RAPAPORT... U.S. State Department spokesperson Victoria Nuland addressed the government's position on rough diamond exports from Zimbabwe during a daily press briefing and confirmed that those in the U.S. must follow the ''American-targeted sanctions against individuals and entities in Zimbabwe'' who are undermining democracy there. These sanctions prohibit U.S. citizens and firms from engaging in any transactions with those people on the list, and some currently include the parastatal entity that oversees the diamond exports from Marange, she said. The Kimberley Process granted permission yesterday for Zimbabwe to sell and export rough diamonds immediately.
The list was updated November 1 and is also known as "specially designated nationals and blocked persons" (SDN List), which includes Zimbabwe's President Robert Mugabe, and his numerous family members, along with the country's Mines Minister, Obert Mpofu, and diamond entities such as the Zimbabwe Mining Development Corporation (ZMDC) and Minerals Marketing Corporation of Zimbabwe (MMCZ), among others.

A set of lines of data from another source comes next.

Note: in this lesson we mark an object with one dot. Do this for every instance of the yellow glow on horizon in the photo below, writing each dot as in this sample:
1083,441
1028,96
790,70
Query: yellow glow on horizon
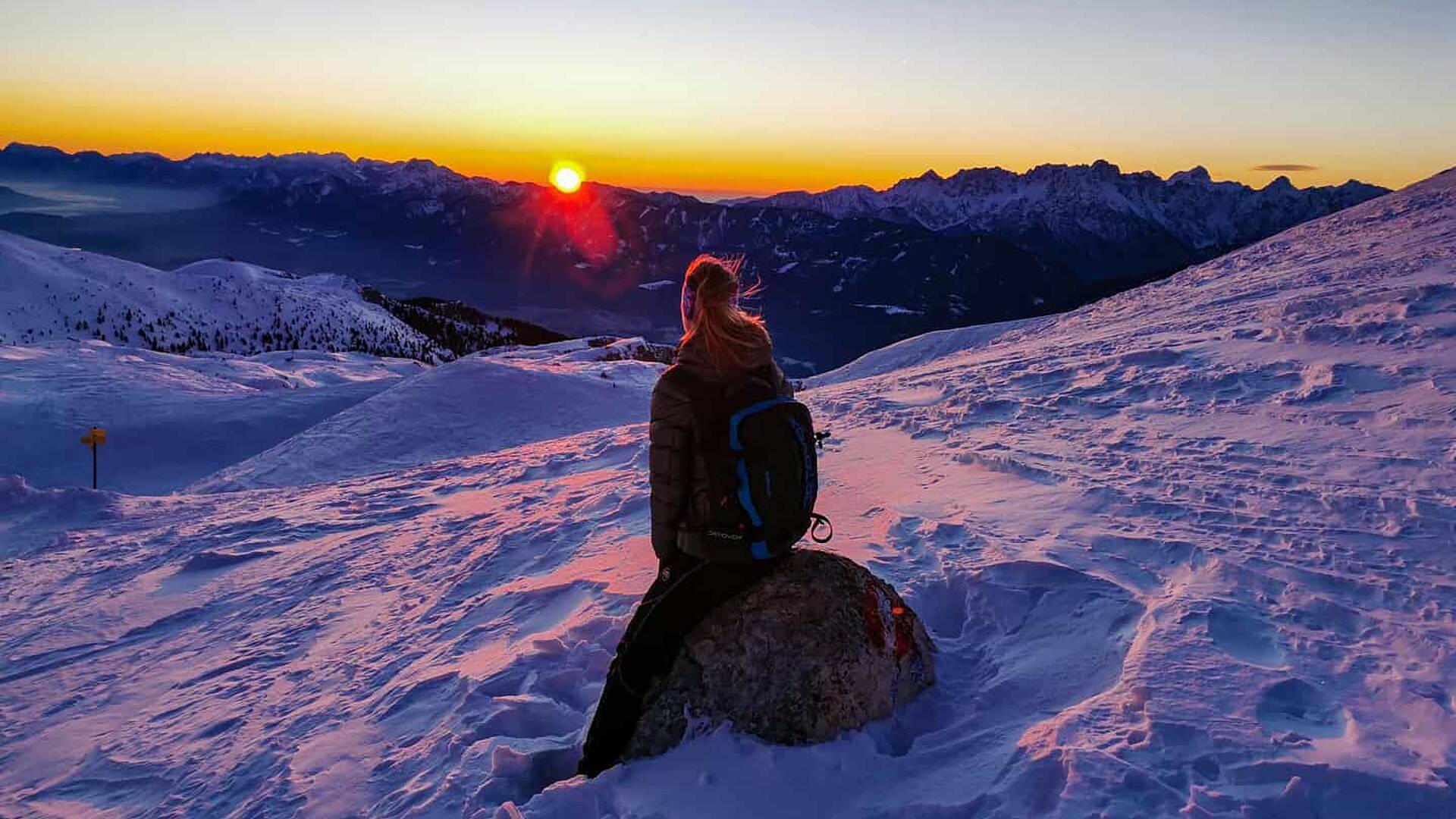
566,177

Nuland explained that the U.S. abstained from voting on the "nonbinding decision,'' to allow Zimbabwe to sell and export rough diamonds, during the Kimberley Process plenary session yesterday. ''However, we also did not block the Kimberley Process moving forward,'' she added. Nuland explained that the E.U., since June, has led an intensive round of diplomacy with Kimberley Process stakeholders, including Zimbabwe, to reach a compromise.

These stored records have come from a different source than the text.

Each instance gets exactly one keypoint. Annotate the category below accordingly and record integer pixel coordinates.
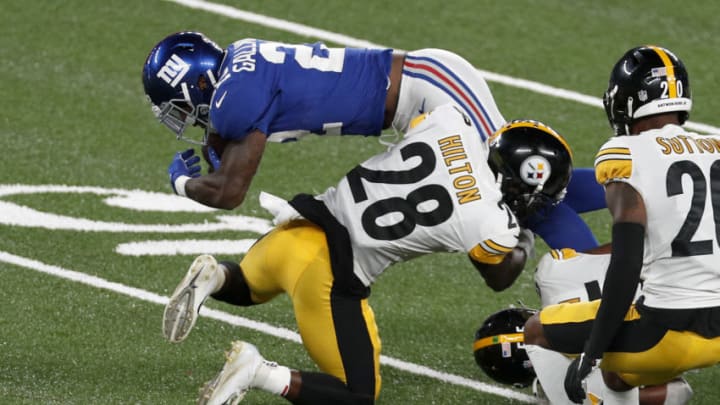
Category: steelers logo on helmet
(535, 170)
(499, 347)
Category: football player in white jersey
(567, 276)
(662, 190)
(255, 91)
(434, 191)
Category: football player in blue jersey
(434, 191)
(256, 91)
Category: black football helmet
(500, 350)
(179, 77)
(647, 80)
(532, 164)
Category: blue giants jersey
(286, 90)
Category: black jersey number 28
(682, 245)
(407, 206)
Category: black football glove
(577, 371)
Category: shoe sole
(209, 388)
(180, 316)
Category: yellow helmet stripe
(493, 340)
(532, 124)
(669, 70)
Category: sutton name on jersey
(682, 144)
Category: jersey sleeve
(493, 251)
(240, 106)
(613, 162)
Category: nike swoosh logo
(219, 101)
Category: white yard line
(235, 320)
(305, 30)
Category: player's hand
(214, 158)
(577, 371)
(184, 166)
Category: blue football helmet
(179, 77)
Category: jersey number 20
(682, 245)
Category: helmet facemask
(525, 200)
(178, 115)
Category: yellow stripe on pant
(667, 356)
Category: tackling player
(257, 91)
(567, 276)
(662, 191)
(434, 191)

''And whereas we think this compromise might have been stronger -- and that's why we abstained -- the compromise that was agreed yesterday does include provisions for continued oversight and continued reporting by civil society. So we judge that, rather than having the entire Kimberley Process deadlocked over Zimbabwe, we would abstain, we would let this go forward,'' she said.

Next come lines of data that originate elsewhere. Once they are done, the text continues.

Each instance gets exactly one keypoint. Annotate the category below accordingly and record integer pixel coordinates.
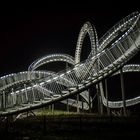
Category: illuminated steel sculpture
(32, 89)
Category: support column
(78, 103)
(100, 105)
(106, 92)
(67, 106)
(89, 101)
(123, 92)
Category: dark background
(29, 32)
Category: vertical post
(89, 101)
(82, 106)
(99, 88)
(53, 109)
(106, 92)
(77, 103)
(67, 105)
(98, 99)
(123, 92)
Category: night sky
(27, 33)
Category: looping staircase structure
(32, 89)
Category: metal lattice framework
(33, 89)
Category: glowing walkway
(29, 90)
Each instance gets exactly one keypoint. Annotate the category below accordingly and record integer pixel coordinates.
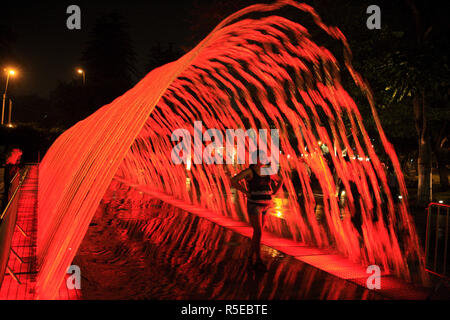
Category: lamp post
(9, 73)
(83, 74)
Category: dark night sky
(48, 51)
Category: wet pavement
(141, 248)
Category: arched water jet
(264, 72)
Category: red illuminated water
(138, 247)
(259, 70)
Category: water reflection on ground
(142, 248)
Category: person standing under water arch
(259, 194)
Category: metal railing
(8, 220)
(436, 243)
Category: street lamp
(9, 72)
(81, 71)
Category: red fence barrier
(8, 222)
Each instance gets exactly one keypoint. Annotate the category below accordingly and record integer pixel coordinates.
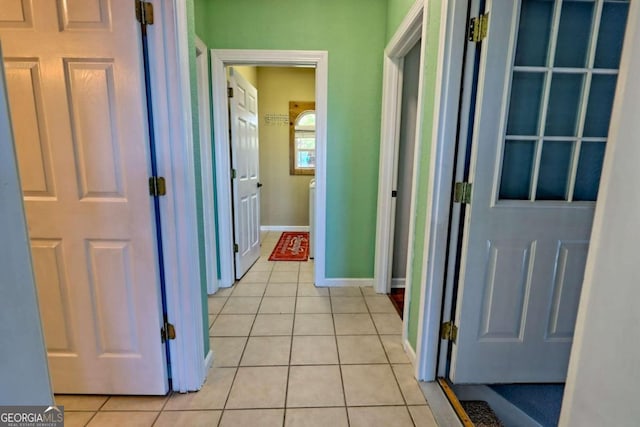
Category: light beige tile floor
(286, 353)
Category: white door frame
(206, 165)
(451, 42)
(171, 88)
(220, 58)
(405, 38)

When asked if the U.S. believes Mugabe's government would live up to the transparency requirements set by the Kimberley Process, Nuland said this was the expectation and the standards agreed to. ''With this compromise, as I said, we do have some eyes on this process. We have reporting requirements. We have civil society there, which was a better situation than we've had in the past. So we need to test it now, and we need to see if the Mugabe government does, indeed, meet the commitments that he signed up to,'' she concluded.